Arthur Middleton, lead author of a study published Wednesday in Proceedings of the Royal Society Biological Sciences, believes the change in diet have significantly impacted the park’s elk population. In Yellowstone bears have always been the most significant predators of elk calves, but now Middleton and fellow researchers are seeing a spike in the number of elk killed. Calf recruitment has gone down by 4 to 16 percent and overall elk growth decreased by 2 to 11 percent.

“It might be worth adding that we don’t think this is the answer to where the elk calves went, but it’s something we should think about with changes in bear diets and the change in elk calf numbers,” Middleton said.

Another study published in February by Jennifer Fortin on bear diets helped paved the way for Middleton.

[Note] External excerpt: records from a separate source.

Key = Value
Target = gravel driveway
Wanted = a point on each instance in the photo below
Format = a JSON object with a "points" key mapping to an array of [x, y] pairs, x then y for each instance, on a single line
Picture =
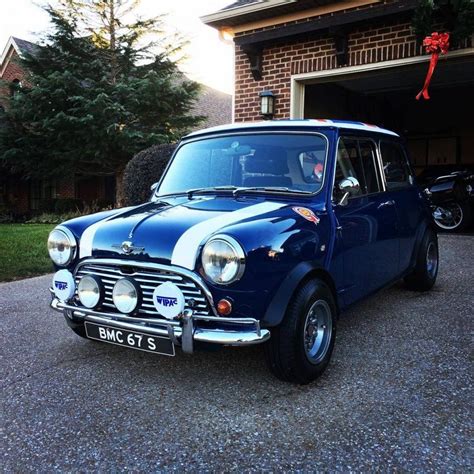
{"points": [[397, 395]]}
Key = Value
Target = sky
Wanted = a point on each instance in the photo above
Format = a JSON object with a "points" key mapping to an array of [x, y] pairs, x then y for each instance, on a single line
{"points": [[209, 59]]}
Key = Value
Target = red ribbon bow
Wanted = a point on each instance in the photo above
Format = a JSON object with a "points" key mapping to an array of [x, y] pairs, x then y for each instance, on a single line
{"points": [[436, 44]]}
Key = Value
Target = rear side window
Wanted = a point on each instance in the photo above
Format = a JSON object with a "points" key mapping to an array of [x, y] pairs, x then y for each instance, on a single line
{"points": [[395, 166], [357, 158]]}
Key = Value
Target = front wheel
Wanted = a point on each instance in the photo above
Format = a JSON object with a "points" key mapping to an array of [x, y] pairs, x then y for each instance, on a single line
{"points": [[452, 216], [301, 346], [424, 274]]}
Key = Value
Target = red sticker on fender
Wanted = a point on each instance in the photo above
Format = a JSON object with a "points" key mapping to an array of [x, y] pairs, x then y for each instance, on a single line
{"points": [[308, 214]]}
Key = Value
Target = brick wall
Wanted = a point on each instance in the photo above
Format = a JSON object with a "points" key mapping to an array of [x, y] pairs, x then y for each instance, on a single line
{"points": [[66, 188], [13, 71], [370, 44]]}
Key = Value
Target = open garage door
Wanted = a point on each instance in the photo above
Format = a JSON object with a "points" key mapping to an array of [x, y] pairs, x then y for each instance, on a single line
{"points": [[438, 131]]}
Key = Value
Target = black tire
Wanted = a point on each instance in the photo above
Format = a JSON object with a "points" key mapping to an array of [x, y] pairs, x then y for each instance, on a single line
{"points": [[464, 221], [424, 275], [286, 352]]}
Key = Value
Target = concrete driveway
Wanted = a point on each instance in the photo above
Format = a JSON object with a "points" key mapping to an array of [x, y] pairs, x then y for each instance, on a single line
{"points": [[397, 395]]}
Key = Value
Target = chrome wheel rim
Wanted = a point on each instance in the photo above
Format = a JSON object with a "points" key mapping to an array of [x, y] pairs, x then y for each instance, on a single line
{"points": [[431, 260], [448, 216], [317, 331]]}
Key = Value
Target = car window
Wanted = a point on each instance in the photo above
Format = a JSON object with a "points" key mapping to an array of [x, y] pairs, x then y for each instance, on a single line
{"points": [[348, 164], [395, 166], [312, 165], [369, 159], [266, 160]]}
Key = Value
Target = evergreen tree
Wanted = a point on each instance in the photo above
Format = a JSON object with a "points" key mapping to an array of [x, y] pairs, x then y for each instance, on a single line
{"points": [[97, 93]]}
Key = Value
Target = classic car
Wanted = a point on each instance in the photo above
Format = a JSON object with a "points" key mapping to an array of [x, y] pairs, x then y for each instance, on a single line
{"points": [[255, 233]]}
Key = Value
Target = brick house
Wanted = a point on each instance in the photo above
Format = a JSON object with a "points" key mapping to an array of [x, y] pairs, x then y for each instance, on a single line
{"points": [[355, 60], [26, 196]]}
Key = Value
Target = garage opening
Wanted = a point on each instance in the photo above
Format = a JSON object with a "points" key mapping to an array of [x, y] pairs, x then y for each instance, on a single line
{"points": [[438, 131]]}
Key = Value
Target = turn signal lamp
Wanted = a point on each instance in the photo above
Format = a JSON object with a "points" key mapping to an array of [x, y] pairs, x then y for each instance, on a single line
{"points": [[224, 307]]}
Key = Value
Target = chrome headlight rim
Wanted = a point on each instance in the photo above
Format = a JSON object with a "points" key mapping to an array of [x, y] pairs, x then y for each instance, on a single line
{"points": [[100, 288], [72, 244], [138, 299], [238, 251]]}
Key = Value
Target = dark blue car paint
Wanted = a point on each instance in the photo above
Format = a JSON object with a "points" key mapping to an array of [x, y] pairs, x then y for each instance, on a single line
{"points": [[356, 249]]}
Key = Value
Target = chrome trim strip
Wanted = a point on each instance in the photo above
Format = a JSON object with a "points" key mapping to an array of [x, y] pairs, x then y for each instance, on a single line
{"points": [[173, 329], [73, 241], [239, 251], [156, 266], [231, 338]]}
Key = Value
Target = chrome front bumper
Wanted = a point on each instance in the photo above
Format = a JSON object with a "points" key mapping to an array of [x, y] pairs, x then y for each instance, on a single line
{"points": [[182, 331]]}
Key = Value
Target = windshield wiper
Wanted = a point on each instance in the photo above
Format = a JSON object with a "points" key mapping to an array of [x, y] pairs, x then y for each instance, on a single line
{"points": [[277, 189], [190, 192]]}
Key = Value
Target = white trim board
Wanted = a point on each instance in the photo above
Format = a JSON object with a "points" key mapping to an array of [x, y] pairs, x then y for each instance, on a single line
{"points": [[298, 81]]}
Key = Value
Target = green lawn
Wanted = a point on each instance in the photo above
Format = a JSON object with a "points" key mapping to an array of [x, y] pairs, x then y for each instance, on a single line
{"points": [[23, 250]]}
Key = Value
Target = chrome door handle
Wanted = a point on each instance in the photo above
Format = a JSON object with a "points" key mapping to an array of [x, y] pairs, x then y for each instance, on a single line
{"points": [[391, 202]]}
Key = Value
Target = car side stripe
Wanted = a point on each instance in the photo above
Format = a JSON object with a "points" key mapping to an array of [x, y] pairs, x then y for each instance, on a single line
{"points": [[187, 247]]}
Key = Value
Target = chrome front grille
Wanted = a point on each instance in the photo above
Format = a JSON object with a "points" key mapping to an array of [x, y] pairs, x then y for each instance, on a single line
{"points": [[148, 279]]}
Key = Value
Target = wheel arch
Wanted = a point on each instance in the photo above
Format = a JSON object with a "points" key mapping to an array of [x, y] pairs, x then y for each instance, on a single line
{"points": [[303, 273]]}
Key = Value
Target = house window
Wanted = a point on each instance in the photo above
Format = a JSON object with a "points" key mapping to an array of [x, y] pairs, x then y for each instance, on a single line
{"points": [[42, 194], [15, 86]]}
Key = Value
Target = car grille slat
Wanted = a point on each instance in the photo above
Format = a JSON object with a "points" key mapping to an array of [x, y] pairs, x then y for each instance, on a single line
{"points": [[148, 280]]}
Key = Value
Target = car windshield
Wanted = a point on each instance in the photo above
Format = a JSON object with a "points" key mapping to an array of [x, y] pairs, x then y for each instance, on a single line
{"points": [[272, 162]]}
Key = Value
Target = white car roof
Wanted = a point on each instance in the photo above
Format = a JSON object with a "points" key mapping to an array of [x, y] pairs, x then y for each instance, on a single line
{"points": [[310, 123]]}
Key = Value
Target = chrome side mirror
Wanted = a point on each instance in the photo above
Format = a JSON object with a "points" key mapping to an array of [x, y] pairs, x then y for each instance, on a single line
{"points": [[350, 187]]}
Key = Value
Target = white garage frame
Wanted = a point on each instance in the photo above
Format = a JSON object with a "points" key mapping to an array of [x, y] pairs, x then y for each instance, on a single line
{"points": [[299, 81]]}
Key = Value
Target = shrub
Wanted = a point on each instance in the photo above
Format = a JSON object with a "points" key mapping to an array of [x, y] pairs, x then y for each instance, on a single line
{"points": [[144, 169], [49, 218]]}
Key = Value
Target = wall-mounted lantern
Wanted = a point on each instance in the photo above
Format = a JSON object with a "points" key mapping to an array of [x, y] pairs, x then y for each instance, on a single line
{"points": [[267, 104]]}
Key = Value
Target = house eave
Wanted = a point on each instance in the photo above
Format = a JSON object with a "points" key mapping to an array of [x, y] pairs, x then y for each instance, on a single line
{"points": [[326, 23], [241, 14]]}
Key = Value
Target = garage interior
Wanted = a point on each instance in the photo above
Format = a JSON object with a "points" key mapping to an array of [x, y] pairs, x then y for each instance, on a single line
{"points": [[438, 131]]}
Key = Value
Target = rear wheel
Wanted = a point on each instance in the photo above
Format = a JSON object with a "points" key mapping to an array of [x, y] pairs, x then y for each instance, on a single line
{"points": [[301, 346], [424, 275]]}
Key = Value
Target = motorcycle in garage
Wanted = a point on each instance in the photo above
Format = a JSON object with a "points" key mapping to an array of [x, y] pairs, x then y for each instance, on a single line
{"points": [[450, 191]]}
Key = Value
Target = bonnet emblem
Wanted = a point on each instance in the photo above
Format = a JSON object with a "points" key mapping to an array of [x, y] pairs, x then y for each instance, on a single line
{"points": [[127, 247]]}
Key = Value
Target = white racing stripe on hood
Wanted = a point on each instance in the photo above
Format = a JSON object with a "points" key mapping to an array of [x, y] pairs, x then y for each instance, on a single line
{"points": [[186, 249], [87, 238]]}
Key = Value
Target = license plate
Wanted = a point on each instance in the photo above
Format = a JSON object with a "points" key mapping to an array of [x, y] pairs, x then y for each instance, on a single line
{"points": [[133, 339]]}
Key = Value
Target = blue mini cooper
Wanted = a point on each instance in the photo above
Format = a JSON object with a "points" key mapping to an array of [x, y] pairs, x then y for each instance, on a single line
{"points": [[256, 233]]}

Tracking 27 collared grizzly and black bears in Yellowstone, Fortin found that there had been a drastic 70 to 95 percent decline in trout eaten by bears for the last several years. Instead the bears have turned to elk calves, killing one at a rate of two to eight days. The void left by the absence of trout is sizable and the bears are trying their best to rely on the elk, but it is not enough. In 1988 more than 54,000 cutthroat trout existed in Yellowstone Lake. In 2007, only 500 remained. It is believed that the primary reason for this drop is competition caused by lake trout, drought, and occasionally disease. Similarly the elk population plummeted from 19,000 in 1988 to only 3,900 last year. Experts believe that bear predation on elk calves rose nearly 30 percent in recent decades.

“We shouldn’t be so quick to compartmentalize fish and wildlife management,” Middleton said. “They may seem separate, but they are more closely linked than we thought. Yellowstone National Park has long known that, but it’s been slow to enter the popular realm.”

A group of 68 documented grizzly bears -a small portion of Yellowstone’s overall bear population- can eat more than 12,400 pounds of cutthroat trout during spawning season. The bears are finding it difficult to substitute that amount of food with increasingly rare elk calves. Even worse, Middleton estimates that grizzlies are only one of 28 species inside the park that depend on the trout, leading to a wider ecological fallout.

“It’s worthwhile to emphasize the uncertainty of what the size of the effect might be,” Middleton said.